73% of tweets didn’t have a hashtag. Around 10% had one hashtag, 8% had two hashtags in them and just under 5% had three hashtags. The most hashtags in a tweet were 17, this is what it looked like:


Hash tags, at least in this corpus, are not providing much information as to the content of a tweet.

These users tweeted from once to 5768 times during the 24 hour period. The number of tweets that were from users who tweets 10 times or less was 1381 – 0.35%. In terms of accounts, 27.% of accounts tweeted 10 times or less during the 24 hours. There was some indication that low frequency posters included less URL’s in their tweets.

Listen Carefully

This corpus was derived from users who sent tweets with the words “market research” in them in a previous study phase. In this respect it is probably biased to financial news twitter accounts that are constantly sending out reports on businesses and market sectors. It shows that you need to be careful to who you are listening to. Hyperactive twitter accounts may be giving different information that quieter accounts. Monitoring how active an account is an important metric.

Hash Tags and Retweets: Not so much 

Hash tags can’t be relied upon to measure themes in Twitter, there are simply not enough of them produced. Even if the figures in this corpus are skewed low (which I have no reason to believe) they only occur in a small number of tweets. Retweeting doesn’t seem to be a huge activity either, Twitter seems to be more broadcast that sharing.

Rise of the Robots

It’s clear in this corpus there are a lot of robots (bots)  – automated tweeting systems. This is the only way users are able to post thousands of tweets per day.  I suspect that because I have picked up business reporting bots in this corpus that they are over represented. However they are a part of the Twitter landscape that has to be considered. Hyperactivity is not necessarily a bad thing, but it does mean that their tweets are not from an individual. All users are not equal.

URL’s are the content?

The high incidence of URL’s in this corpus points to the content of the tweet being the web page or image that is included in the tweet. URL’s can’t be ignored and the content they hold has to be captured.

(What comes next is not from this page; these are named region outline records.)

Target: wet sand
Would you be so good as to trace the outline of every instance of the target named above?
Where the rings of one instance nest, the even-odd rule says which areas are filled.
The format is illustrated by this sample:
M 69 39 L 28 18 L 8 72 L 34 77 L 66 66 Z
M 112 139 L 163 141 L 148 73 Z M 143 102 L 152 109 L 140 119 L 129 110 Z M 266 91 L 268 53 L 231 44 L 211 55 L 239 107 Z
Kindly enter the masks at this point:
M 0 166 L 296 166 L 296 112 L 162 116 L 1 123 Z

The Signal and the Noise. 

So what is the meaning in a tweet ? Hash tags are too sparse to be reliable markers of content. The text is obviously important, but in this corpus the incidence of a URL in a tweet is so high that this has to be the primary message. The next stage is to analyse the URL’s which leads the use of automated processing. This corpus has 388,127 tweets in it. Assuming that it takes 15 seconds manually to process and digest each tweet, it would take 67 days working 24 hours a day for a human read all the tweets and that is without looking at the URL’s. We have to sample tweets or automatically process them to extract meaning. What criteria we use for sampling tweets is unclear at the moment. Even if we obtain a sample that is capable of being processed by humans, it’s pretty clear that it will always be a relatively tiny amount and hence prone to error, as are all samples. I don’t think humans or computers are the complete answer to processing large amounts of text, but at least computers can process the whole rather than part.

We may be starting a battle of the robots, automated tweeting versus automated analysis of tweets.

O brave new world.

Note: this post was originally posted on Mass Cognition.